I. FACTUAL ALLEGATIONS
The following facts are relevant to Counts III and IV:
Eligible employees of GE and participating affiliates can participate in GE's 401(k) Plan, a/k/a the GE Retirement Savings Plan ("the Plan") by investing up to 30% of their eligible earnings in any of a number of investment options within the Plan. Second Am. Compl. ¶ 70 [#54]. This action pertains to Plaintiffs' investments in five mutual funds among these options: the GE Institutional Strategic Investment Fund ("Strategic Investment Fund"), the GE Institutional Small Cap Equity Fund ("Small Cap Equity Fund"), the GE Institutional International Equity Fund ("International Equity Fund"), the GE RSP Income Fund ("Income Fund"), and the GE U.S. Equity Fund ("US Equity Fund") (collectively, the "GE Funds"). Id. at ¶¶ 1-2.
The GE Funds are the only actively managed funds open to eligible employees of GE and participating affiliates. Id. at ¶¶ 70-71. Employees and affiliates can also participate in the Plan by investing in the GE Stock Fund, six collective trust index funds, Target Date Funds, and/or a Money Market Fund.
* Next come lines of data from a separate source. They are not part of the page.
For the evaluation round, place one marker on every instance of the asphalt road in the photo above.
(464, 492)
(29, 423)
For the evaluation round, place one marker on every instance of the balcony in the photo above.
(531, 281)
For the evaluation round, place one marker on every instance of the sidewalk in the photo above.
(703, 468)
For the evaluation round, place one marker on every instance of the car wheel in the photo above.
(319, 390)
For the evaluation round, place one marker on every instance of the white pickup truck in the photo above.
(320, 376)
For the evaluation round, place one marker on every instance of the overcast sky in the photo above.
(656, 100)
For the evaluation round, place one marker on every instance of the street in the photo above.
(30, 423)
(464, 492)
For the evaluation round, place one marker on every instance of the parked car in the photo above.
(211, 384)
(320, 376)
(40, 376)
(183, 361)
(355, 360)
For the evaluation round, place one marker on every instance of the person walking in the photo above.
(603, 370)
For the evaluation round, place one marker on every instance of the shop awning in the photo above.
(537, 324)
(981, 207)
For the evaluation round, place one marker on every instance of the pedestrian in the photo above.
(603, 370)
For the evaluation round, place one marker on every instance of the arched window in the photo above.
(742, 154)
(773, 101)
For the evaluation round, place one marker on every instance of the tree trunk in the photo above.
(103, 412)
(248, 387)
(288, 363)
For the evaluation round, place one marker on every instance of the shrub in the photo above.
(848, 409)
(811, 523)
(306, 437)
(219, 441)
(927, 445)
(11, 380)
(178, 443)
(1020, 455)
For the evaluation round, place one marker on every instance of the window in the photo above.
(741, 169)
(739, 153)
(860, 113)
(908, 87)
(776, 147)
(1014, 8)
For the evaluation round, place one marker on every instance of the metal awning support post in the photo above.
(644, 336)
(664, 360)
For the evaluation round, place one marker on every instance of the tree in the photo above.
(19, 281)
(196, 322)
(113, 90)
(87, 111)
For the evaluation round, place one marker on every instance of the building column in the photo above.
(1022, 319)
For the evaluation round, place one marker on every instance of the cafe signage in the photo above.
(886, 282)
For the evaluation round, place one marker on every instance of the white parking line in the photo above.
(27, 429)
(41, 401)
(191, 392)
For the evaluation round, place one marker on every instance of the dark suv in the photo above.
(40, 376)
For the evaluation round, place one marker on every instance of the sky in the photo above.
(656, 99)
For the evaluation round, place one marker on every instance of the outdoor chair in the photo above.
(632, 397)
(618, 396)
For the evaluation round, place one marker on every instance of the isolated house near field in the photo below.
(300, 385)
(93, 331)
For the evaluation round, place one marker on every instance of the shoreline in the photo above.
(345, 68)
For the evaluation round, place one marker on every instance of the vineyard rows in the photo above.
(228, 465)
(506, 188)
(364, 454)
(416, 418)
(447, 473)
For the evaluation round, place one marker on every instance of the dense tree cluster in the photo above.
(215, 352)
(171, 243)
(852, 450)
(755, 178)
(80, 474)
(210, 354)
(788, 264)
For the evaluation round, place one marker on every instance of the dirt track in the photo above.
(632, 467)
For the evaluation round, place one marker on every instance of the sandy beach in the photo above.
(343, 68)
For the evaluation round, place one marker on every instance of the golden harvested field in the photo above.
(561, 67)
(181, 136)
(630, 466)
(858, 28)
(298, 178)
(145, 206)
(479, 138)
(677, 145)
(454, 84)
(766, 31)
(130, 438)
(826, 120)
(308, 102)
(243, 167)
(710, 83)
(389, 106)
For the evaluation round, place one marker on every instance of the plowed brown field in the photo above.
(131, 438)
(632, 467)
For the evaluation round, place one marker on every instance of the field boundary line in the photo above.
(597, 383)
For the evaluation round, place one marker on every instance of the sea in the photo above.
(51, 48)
Id. at ¶ 71. GE required that certain proprietary investment options, the Income Fund and the US Equity Fund, be offered to Plan participants. Id. at ¶ 72.
Plaintiffs allege that Defendants used the Plan participants to offset an investor exodus from the underperforming GE Funds despite the fact that the Plan participants could have been better served by investment options from unaffiliated companies that were cheaper and better performing. Id. at ¶ 5. As of December 31, 2015, the Plan owned the vast majority of assets in the GE Funds; assets from Plan participants ranged from approximately 40% of all fund assets to approximately 96% of all fund assets, depending on the fund and the year. Id. at ¶ 91.
All of the Plan's actively managed funds were managed and sponsored by GE's whollyowned subsidiary, GE Asset Management, until July 1, 2016, when GE sold the subsidiary to State Street for a reported $485 million. Id. at ¶¶ 75, 78. Plaintiffs allege that GE retained the poorly performing proprietary funds as a constant source of fees and to help inflate the market value of GE Asset Management prior to its sale to State Street. Id. at ¶ 78. Of the total $28 billion value of the Plan, at the time of its sale, GE Asset Management managed $8 billion in Plan assets. Id. at ¶¶ 66, 78. Furthermore, from 2010 to 2016, GE earned more than $175 million in fees from the proprietary funds. Id. at ¶ 7.
II. DISCUSSION
A. Statute of Limitations
Defendants argue that Counts III and IV are barred because of the statute of limitations. Pursuant to 29 U.S.C. § 1113(2):
No action may be commenced under this subchapter with respect to a fiduciary's breach of any responsibility, duty, or obligation under this part, or with respect to a violation of this part . . .
(1) three years after the earliest date on which the plaintiff had actual knowledge of the breach or violation;
. . .
except that in the case of fraud or concealment, such action may be commenced not later than six years after the date of discovery of such breach or violation.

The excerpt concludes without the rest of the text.